物価高対策柱に93億円追加 事業者、生活者向け 静岡県6月補正

 静岡県は16日、2023年度一般会計に93億100万円を追加する6月補正予算案を発表した。物価高騰に対応する国の交付金を財源にした事業者、生活者向けの支援が柱となる。23日開会の県議会6月定例会に提出する。
 物価高騰対策では、県独自の新たな事業者支援策として、宿泊業の経営基盤強化を目的とした人材確保支援に2650万円、特別高圧電力を利用する中小企業などの電気料支援に24億円を盛り込んだ。福祉施設や私立学校、公共交通、農畜産など各事業者の支援も継続する。畜産農家や養殖業者への飼料代支援に17億200万円、医療機関などの支援に13億7600万円を計上した。

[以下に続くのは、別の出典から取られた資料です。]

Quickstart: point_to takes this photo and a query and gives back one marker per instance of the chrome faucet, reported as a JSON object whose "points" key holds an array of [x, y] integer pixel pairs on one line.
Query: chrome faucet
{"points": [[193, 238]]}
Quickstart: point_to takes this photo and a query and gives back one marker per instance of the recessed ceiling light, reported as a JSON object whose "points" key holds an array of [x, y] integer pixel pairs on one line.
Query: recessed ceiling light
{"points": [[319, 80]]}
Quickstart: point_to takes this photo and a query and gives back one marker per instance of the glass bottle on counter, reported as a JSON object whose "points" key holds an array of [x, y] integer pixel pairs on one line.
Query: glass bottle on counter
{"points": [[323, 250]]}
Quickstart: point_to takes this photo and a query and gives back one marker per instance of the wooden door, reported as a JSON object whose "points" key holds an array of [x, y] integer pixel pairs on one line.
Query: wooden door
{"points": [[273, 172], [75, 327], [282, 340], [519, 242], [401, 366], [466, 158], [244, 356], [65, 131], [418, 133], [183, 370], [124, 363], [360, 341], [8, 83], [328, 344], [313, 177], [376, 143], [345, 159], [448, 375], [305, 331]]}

 生活者支援策では、新たにLPガス事業者を補助して料金を値引きする施策に27億6500万円を充てる。子ども食堂への支援金も再度実施し、147カ所に対し最大5万円を支給する。
 22年度以降の物価高騰対策費は総額410億1千万円に上る。
 そのほか、熱海市伊豆山の土石流災害の被災者を対象にした住宅再建助成を新たに実施し、2500万円を見積もった。昨年の台風15号で被害に遭った中小企業の再建には3億3千万円を用意し、災害救助法が適用された23市町の被災事業所に最大200万円を助成する。
 補正後の一般会計の総額は1兆3797億1900万円になる。
 6月初旬に発生した台風2号災害の予算対応について、県財政課は23年度当初予算で確保した災害復旧費など約120億円を活用する方針を示した。被害の査定後、必要が生じた場合に補正予算を編成する。